Demonstration is an important part of teaching people how to program for the first time. In a lecture environment, there are two ways of demonstrating - either by typing code on a computer or by handwriting code on a board. Typing code ties the lecturer to their laptop. This is problematic because it reduces lecturer mobility, reduces eye contact and engagement with the class, and makes it difficult and unnatural for the lecturer to point out things in the code. Handwriting code on the board solves all of these problems. In a classroom, the professors teach their students by writing programs on the white board, but the credibility of these programs cannot be determined as there is no way to compile and execute them to show that they actually work without giving any errors. We want to create a system which will convert this handwritten code to compilable code with the help of an OCR.
What it does
This system will provide a service to the users, which will enable them to convert their handwritten source code to a compilable source code, which can be understood by the compiler/interpreter. By using this service, users do not have to type the code in the computer, which they might have already written on paper.
How I built it
First I preprocessed the handwritten text in Matlab, removing all the noise and unwanted character. Sent this preprocessed text to the Tesseract OCR to convert into digital text. And performed post processing on it in python adding all the necessary fields.
Challenges I ran into
Getting the Tesseract OCR to work seamlessly was a task. Training the OCR took a lot of efforts as it's accuracy was really poor at the start.

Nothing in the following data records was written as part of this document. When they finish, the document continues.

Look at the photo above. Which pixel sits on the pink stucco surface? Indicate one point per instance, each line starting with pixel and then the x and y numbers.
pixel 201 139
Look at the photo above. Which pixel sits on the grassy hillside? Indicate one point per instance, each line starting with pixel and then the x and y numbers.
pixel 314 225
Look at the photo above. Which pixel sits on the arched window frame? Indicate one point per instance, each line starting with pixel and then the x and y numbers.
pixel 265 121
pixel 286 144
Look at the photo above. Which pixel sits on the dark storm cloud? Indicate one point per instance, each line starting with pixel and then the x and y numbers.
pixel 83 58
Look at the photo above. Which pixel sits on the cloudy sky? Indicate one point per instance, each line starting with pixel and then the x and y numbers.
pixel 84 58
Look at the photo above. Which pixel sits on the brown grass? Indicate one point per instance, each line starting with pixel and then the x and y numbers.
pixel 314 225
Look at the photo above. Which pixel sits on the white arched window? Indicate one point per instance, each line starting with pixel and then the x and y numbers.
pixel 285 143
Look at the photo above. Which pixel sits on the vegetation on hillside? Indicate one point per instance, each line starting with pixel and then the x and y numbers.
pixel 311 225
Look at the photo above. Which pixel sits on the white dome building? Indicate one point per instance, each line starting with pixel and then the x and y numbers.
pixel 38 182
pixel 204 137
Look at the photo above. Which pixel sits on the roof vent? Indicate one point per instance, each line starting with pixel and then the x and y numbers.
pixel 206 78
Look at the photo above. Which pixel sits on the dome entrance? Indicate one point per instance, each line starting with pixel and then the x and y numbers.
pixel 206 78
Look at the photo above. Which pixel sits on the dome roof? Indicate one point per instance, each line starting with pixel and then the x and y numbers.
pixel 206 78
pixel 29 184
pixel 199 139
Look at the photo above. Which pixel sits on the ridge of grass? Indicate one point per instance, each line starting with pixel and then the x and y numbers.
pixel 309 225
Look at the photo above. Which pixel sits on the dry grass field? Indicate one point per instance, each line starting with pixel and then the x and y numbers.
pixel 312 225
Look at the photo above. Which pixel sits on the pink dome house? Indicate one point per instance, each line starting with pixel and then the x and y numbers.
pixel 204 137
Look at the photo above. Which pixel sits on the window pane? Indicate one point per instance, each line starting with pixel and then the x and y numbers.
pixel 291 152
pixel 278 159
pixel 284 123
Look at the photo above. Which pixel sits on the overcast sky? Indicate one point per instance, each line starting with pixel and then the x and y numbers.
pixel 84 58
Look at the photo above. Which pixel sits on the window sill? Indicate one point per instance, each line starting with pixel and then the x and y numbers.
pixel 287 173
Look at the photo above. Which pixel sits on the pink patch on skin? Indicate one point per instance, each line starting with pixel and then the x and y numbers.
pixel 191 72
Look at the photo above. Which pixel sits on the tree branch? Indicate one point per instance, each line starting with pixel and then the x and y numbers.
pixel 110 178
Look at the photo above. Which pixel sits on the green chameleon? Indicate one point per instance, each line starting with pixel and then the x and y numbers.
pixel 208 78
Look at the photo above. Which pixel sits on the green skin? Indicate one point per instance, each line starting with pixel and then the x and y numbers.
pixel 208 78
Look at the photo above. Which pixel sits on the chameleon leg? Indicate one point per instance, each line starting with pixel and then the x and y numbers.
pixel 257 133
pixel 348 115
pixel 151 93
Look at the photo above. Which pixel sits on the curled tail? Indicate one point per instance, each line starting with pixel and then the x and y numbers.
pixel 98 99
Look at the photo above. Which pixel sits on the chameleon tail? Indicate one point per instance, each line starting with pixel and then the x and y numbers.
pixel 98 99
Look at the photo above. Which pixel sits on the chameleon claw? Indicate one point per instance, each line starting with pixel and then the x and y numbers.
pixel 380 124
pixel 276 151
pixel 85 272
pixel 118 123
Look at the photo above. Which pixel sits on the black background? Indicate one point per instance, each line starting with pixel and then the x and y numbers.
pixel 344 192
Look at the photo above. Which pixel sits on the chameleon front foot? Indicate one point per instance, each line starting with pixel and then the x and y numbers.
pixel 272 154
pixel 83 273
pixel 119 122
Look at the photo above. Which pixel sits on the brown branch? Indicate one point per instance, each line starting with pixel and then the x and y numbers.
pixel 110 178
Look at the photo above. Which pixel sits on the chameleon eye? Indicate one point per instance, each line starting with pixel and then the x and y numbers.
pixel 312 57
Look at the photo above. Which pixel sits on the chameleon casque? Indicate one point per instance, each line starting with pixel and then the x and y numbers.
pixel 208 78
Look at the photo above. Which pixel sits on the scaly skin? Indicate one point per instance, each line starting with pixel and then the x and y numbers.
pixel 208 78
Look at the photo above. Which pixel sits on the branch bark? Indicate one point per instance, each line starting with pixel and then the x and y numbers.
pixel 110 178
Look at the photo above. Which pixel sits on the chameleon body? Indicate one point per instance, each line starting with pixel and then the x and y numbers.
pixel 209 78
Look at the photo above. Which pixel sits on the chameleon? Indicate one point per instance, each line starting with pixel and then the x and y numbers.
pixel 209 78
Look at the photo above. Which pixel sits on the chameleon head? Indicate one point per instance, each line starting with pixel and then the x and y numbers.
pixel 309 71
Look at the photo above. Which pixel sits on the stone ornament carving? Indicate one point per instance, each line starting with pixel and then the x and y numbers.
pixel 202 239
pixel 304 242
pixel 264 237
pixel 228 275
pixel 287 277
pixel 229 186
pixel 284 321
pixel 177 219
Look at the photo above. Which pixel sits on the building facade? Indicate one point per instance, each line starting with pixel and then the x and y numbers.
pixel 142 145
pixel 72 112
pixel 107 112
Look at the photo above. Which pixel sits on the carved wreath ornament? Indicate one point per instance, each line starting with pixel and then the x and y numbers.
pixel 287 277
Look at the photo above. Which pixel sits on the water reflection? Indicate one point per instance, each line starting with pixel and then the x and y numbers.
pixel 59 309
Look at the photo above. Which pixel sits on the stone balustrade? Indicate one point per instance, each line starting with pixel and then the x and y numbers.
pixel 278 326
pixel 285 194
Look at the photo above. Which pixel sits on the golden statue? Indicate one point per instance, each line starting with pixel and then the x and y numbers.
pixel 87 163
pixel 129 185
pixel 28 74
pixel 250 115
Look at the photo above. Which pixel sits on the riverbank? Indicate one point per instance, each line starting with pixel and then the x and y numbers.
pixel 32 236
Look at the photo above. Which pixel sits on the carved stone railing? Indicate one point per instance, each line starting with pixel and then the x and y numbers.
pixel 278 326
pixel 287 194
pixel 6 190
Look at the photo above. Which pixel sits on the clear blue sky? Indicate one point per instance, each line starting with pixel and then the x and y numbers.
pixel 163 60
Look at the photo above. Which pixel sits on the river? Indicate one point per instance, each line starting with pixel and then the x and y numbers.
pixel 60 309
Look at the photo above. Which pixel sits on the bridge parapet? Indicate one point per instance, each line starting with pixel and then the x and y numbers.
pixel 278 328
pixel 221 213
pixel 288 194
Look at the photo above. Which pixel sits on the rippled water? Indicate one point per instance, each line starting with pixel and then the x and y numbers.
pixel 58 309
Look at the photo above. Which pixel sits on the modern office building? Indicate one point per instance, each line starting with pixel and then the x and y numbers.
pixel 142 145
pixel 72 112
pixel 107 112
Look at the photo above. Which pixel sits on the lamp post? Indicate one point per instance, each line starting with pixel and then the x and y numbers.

Accomplishments that I'm proud of
Got it working eventually. Tesseract accuracy was 83% after the training.
What I learned
How to use Tesseract OCR and how to code in Matlab
What's next for SmartCode
1) Increasing the number of programs support. The scope of SmartCode is limited to C programming language and only inbuilt functions. So probably increase the support for more languages.
2) Caching of correct OCR results Due to varying lighting conditions, OCR engine may recognize different text each run. It is possible to use a feature detector like SURF or SIFT to detect already OCRed text from image to image, potentially increasing accuracy and OCR speed.